Reactions in Nigeria have not been less strident. Speaking with the Nigerian Tribune on Tuesday, a retired Professor of Economics at the University of Ibadan, Professor L.O Oyemakinde, stated that “the imposition of the visa bond is most unfortunate, as it will create hardship for many Nigerians intending to travel to Britain.’’ He however warned that diplomatic measures remained the most effective panacea to the policy. His words: “Painful as it is, we can do very little about it. Crying will not help us; the issue should be resolved diplomatically. Three thousand pounds sterling is a lot of money and it has nothing to do with the normal expenditure that would still be incurred by every traveller. Indeed, coming at a time of economic recession, it is most unfortunate.’’
Chair of the House of Representatives Committee on Diaspora Affairs, Mrs. Abike Dabiri-Erewa, had, while reacting to the proposal last month, urged that the  “Nigerian Government should apply the principle of reciprocity by asking their citizens coming to Nigeria to pay N5 million.

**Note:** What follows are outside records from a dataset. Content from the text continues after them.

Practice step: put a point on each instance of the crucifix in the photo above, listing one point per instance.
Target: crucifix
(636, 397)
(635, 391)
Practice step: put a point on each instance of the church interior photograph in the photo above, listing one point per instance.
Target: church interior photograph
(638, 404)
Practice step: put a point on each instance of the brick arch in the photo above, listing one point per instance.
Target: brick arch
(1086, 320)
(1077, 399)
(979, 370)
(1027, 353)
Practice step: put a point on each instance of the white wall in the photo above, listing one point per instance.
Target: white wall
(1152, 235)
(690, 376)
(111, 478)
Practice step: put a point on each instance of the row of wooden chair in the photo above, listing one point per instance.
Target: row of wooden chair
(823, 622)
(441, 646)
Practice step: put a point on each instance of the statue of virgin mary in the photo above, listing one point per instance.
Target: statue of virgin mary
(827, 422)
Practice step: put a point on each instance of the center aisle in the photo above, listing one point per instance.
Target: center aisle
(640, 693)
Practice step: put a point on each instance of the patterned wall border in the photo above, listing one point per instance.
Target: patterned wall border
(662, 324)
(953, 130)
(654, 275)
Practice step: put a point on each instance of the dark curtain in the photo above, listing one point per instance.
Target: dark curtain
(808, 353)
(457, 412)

This type of thing happened before when the South African government said Nigerians travelling to South Africa should pay a deportation fee of N100,000. When the Nigerian government applied the principle of reciprocity, South Africa stopped this discriminatory fee.’’ Indeed, the Campaign for Democracy (CD) President, Dr Joe Okei-Odumakin, went as far as calling on the Federal Government to review its relationship with the UK. She was highly uncompromising:  “The Federal Government should go after the British interest in the country. This bond decision is quite unfair, and I believe Nigeria should review its relationship with Britain.”
As observed by many analysts, Britain’s right to regulate the flow of immigrants in the light of its national security objectives, particularly given the threat posed by terrorism, is inalienable. However, the fact that the proposal came after the threat by Britain to sanction Nigeria on an anti-homosexuality bill passed by the National Assembly heightened the tension in the country, forcing many to conclude that it would create cracks in its relationship with the British government.
Again,  many argued that Nigeria’s inclusion on the list of the six countries affected by the visa bond policy was baseless, since there are thousands of law-abiding Nigerian professionals and university students in Britain. They argued that the anti-terrorist war must be anchored on better foundations than a visa bond policy, as such policy would not deter terrorists who are widely believed to enjoy heavy funding through an international criminal network. Indeed, the argument was advanced that if, as the British government clarified in the wake of the controversy, the visa bond was to affect only individuals considered ‘high-risk’, why grant them a visa at all?
However, according to another school of thought, the British “insult’’ was well deserved since the desperation by Nigerians to flee the shores of the country is a corollary of bad governance. To such analyst, if Nigeria were better governed, the spectacle of desperate Nigerians  besieging foreign embassies in search for visas would have been significantly reduced. Now that the British government has put an endless to speculations on the policy, the political fireworks are bound to heighten in the coming weeks.